Things to see and do
Port Sunlight Museum tells the tale of ‘Soap King’ William Hesketh Lever, his great vision for the village, and the lives of the people who called Port Sunlight their home.
You may know that Lever was hailed as the ‘Soap King’ – and the museum has lots on his famous Sunlight Soap – but what you may not know is that Lever had a real flair for advertising, and bought fine art specifically to promote his Sunlight Soap. The influence of this strategy is explored in the display.
Visitors can experience what it was like to live and work in the village during the Edwardian and Victorian periods, and meet characters from the village’s past. The terrible loss and sacrifice experienced by those same villagers during the First World War is also explored.
The buildings themselves are also featured. Find out about the many architects who designed the houses, major buildings and landscapes of the village, and see a village model and a typical Port Sunlight house.
Our current exhibition Port Sunlight in Focus 1896 – 1916, showcases the work of the three local photographers who contributed most to the pictorial record of Port Sunlight village during its first 25 years. Rare and unpublished images of the village are displayed alongside some of the iconic views that helped Port Sunlight achieve worldwide fame.

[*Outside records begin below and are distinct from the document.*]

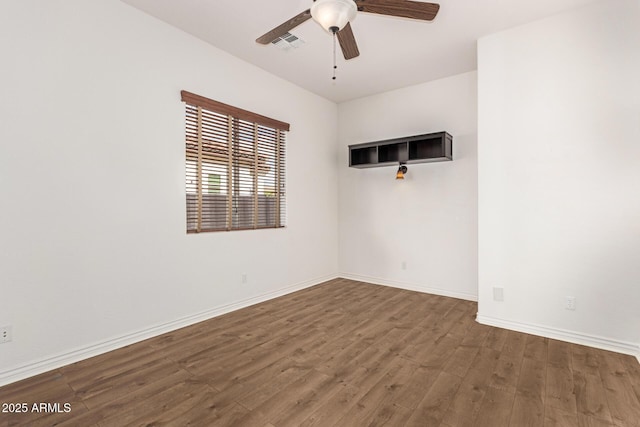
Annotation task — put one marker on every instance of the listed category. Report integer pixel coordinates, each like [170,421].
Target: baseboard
[603,343]
[410,286]
[76,355]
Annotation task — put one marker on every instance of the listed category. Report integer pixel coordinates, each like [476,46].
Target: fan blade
[284,28]
[348,42]
[402,8]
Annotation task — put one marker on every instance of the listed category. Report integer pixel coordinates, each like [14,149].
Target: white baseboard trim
[410,286]
[81,353]
[603,343]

There’s more on the exhibition here.
After you’ve visited the museum it’s time to explore the village itself. One of the best ways is through a self-guided walking tour. Pick up a map from the museum and look out for other places to visit along the way. There’s more here.
We also have two village trails for families. ‘Explorers’ and ‘Past and Present’ can be picked up from the museum gift shop for just 60p each.
Gifts and tasty treats
No day trip is complete without a visit to a gift shop and a tasty treat. Port Sunlight Museum provides both.
We’ve a delicious Tea Room serving lunches, snacks, afternoon teas and special children’s lunch boxes.
Our gift shop has lots of beautiful, unique gifts and pocket money-priced souvenirs.